Kano è inserito in oltre 2.500 programmi educativi in tutto il mondo. Scuole, circoli, istituzioni educative, programmi governativi, biblioteche. L’idea è sostituire il consumo con la creatività. Oggi i ragazzi usano gli smartphone tutto il tempo, ma in modo passivo. Eppure «ciascuno di questi piccoli terminali è più potente del computer che ci permise di portare l’Apollo sulla Luna». Klein punta a ridare ai computer quel ruolo di «biciclette per la mente» che Steve Jobs aveva intravisto ai primi anni della Apple. «A quell’età pensi a modo tuo – ragiona Klein – fai domande. Per questo il computer te lo devi costruire da solo: per fare il passaggio dal consumo alla creazione, dall’uso alla manipolazione».

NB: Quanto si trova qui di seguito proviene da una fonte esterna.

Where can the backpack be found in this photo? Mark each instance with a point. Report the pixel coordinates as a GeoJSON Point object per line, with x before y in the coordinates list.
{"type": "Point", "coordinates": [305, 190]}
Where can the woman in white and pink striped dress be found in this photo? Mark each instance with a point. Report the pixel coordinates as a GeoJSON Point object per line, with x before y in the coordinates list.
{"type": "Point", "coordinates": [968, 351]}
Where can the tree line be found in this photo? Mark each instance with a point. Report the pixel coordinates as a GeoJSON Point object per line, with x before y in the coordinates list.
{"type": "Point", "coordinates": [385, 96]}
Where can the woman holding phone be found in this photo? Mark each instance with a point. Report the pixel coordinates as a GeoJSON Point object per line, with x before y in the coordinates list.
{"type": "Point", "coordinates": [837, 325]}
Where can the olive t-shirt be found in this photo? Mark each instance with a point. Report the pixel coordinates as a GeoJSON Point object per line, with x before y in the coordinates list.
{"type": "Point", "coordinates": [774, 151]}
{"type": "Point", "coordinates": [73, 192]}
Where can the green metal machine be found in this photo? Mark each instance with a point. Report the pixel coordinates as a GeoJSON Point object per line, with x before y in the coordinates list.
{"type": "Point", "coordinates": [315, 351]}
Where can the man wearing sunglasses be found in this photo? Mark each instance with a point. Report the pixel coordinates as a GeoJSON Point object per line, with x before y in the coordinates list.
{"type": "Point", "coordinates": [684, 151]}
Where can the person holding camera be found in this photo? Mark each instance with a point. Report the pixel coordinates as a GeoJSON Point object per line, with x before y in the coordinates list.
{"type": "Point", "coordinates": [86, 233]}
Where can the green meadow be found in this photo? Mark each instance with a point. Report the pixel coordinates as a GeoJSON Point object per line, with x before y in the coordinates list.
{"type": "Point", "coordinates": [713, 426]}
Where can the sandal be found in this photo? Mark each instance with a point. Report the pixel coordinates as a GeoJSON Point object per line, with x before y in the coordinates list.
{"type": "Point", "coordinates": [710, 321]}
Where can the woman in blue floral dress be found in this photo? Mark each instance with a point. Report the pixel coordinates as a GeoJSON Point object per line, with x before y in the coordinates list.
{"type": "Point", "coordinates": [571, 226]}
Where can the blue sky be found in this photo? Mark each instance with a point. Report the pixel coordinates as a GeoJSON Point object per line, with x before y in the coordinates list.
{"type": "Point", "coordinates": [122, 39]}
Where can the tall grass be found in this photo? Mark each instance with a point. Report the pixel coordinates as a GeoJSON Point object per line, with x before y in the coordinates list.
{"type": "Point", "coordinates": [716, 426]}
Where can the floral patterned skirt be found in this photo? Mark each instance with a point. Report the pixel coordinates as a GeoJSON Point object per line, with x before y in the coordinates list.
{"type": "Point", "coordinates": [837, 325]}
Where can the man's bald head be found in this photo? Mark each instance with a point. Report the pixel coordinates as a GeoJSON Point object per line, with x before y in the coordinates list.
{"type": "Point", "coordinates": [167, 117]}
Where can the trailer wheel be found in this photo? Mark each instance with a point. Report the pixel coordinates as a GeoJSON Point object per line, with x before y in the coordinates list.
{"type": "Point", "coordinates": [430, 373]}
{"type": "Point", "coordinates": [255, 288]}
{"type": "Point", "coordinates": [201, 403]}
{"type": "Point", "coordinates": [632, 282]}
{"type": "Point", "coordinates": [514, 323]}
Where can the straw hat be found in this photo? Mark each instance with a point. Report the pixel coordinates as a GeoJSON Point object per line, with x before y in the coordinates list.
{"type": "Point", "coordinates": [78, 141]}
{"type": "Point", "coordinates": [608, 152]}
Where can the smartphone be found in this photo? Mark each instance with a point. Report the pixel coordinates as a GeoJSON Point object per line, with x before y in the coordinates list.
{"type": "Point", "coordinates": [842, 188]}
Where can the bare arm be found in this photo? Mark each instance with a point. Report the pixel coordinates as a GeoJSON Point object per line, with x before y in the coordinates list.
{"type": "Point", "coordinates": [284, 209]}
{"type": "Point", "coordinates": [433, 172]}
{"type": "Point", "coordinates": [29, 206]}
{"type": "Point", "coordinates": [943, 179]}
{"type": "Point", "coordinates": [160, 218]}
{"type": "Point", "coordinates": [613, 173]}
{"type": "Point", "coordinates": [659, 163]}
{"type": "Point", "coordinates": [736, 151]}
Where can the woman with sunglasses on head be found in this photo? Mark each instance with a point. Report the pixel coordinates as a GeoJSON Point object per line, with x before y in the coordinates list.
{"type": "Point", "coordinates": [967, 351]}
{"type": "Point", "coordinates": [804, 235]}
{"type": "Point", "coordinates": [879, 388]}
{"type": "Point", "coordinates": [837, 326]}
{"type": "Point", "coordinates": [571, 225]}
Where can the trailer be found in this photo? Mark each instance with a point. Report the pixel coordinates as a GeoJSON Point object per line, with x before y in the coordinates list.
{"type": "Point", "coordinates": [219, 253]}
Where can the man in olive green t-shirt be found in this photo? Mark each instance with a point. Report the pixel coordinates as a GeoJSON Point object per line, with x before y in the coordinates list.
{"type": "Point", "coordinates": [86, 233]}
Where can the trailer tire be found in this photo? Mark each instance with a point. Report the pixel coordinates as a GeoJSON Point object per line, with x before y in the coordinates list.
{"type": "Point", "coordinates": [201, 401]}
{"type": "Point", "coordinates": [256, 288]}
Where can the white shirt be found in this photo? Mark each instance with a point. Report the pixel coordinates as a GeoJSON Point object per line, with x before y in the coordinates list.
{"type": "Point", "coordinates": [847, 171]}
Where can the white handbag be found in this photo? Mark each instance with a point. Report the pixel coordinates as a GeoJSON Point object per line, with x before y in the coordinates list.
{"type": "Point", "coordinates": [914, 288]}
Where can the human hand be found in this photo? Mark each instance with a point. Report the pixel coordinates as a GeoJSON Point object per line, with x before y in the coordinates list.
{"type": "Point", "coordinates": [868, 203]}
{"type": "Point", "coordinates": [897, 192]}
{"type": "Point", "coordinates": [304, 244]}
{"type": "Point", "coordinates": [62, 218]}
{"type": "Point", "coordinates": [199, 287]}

Kano è un progetto particolarmente riuscito ma non è isolato. Negli ultimi anni questa elettronica pedagogica è cresciuta prepotentemente. Nelle scuole del Regno Unito, grazie a un progetto della Bbc, a milioni di bambini di 7 anni è stata distribuita Microbit, una piccola scheda elettronica programmabile su cui imparano i rudimenti della programmazione. Mentre negli Usa hanno enorme successo Dash e Dot, due simpatici robot color pastello distribuiti da Wonder Workshop, una azienda californiana fondata da un indiano.
Ma anche in Italia molte cose si muovono in questa direzione. Proprio a Ivrea – all’Interaction Design Institute, fondato da Olivetti e Telecom – è nato nei primi anni 2000 Arduino, scheda programmabile che permette di realizzare dispositivi di domotica ed è finita nelle scuole di tutto il mondo. E negli ultimi anni, per sviluppare il «pensiero computazionale» tra i più piccoli, il ministero dell’Istruzione ha lanciato «l’ora del codice», coinvolgendo 5.800 scuole.

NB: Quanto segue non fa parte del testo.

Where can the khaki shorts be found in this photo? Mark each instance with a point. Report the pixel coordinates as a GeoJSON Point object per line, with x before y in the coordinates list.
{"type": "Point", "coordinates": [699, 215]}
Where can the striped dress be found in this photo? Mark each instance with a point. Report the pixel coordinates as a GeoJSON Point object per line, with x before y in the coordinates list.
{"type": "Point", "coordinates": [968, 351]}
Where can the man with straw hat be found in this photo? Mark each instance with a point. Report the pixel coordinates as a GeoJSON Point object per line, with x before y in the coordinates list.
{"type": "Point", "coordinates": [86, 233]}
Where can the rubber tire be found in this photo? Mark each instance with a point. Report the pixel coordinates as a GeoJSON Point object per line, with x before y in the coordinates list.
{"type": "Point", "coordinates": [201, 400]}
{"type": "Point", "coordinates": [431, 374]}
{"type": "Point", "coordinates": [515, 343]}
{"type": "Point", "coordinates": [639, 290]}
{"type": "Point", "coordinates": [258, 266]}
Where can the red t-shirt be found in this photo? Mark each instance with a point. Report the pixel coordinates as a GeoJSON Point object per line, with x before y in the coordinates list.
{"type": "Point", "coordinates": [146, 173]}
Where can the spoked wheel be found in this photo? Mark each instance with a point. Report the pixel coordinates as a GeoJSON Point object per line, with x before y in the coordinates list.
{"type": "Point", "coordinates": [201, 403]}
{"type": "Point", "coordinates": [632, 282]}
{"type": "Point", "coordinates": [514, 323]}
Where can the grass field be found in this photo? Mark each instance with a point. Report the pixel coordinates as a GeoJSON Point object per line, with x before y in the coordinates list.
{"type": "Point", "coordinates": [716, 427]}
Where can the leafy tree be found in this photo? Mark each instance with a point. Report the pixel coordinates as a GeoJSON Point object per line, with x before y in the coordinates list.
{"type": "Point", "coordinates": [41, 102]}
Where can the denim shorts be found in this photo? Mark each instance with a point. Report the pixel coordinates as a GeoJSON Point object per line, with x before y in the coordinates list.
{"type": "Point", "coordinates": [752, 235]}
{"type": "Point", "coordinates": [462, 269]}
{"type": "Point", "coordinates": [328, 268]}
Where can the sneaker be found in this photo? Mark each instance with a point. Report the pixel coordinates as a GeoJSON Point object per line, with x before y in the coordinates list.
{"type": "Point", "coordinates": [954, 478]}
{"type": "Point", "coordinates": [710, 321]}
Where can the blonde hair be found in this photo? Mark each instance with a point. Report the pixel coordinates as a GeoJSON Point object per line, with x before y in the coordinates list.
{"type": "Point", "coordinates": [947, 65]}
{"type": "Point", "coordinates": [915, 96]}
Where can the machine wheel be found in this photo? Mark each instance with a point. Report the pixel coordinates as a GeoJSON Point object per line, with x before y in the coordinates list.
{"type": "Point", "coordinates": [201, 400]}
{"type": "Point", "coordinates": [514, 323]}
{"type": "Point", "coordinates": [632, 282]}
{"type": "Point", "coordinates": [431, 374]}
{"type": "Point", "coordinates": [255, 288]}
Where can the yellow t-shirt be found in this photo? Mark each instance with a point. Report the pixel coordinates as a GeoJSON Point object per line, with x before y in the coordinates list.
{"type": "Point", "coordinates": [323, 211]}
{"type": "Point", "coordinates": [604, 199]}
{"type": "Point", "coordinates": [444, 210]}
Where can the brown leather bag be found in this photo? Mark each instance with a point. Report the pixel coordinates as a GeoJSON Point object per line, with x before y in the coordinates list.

Ma anche fuori dalle aule sono migliaia i progetti in campo. Codemotionkids e Robotiko, due delle organizzazioni maggiori, realizzano centinaia di corsi di programmazione, mentre si è diffusa in tutta la penisola una rete di CoderDojo, vere e proprie palestre di programmazione organizzate da un esercito di appassionati genitori. E il 12 maggio Torino ospiterà la finale del Kids Game Jam, dove squadre di piccoli programmatori da tutto il mondo si sfideranno a colpi di codice per scrivere i migliori videogiochi.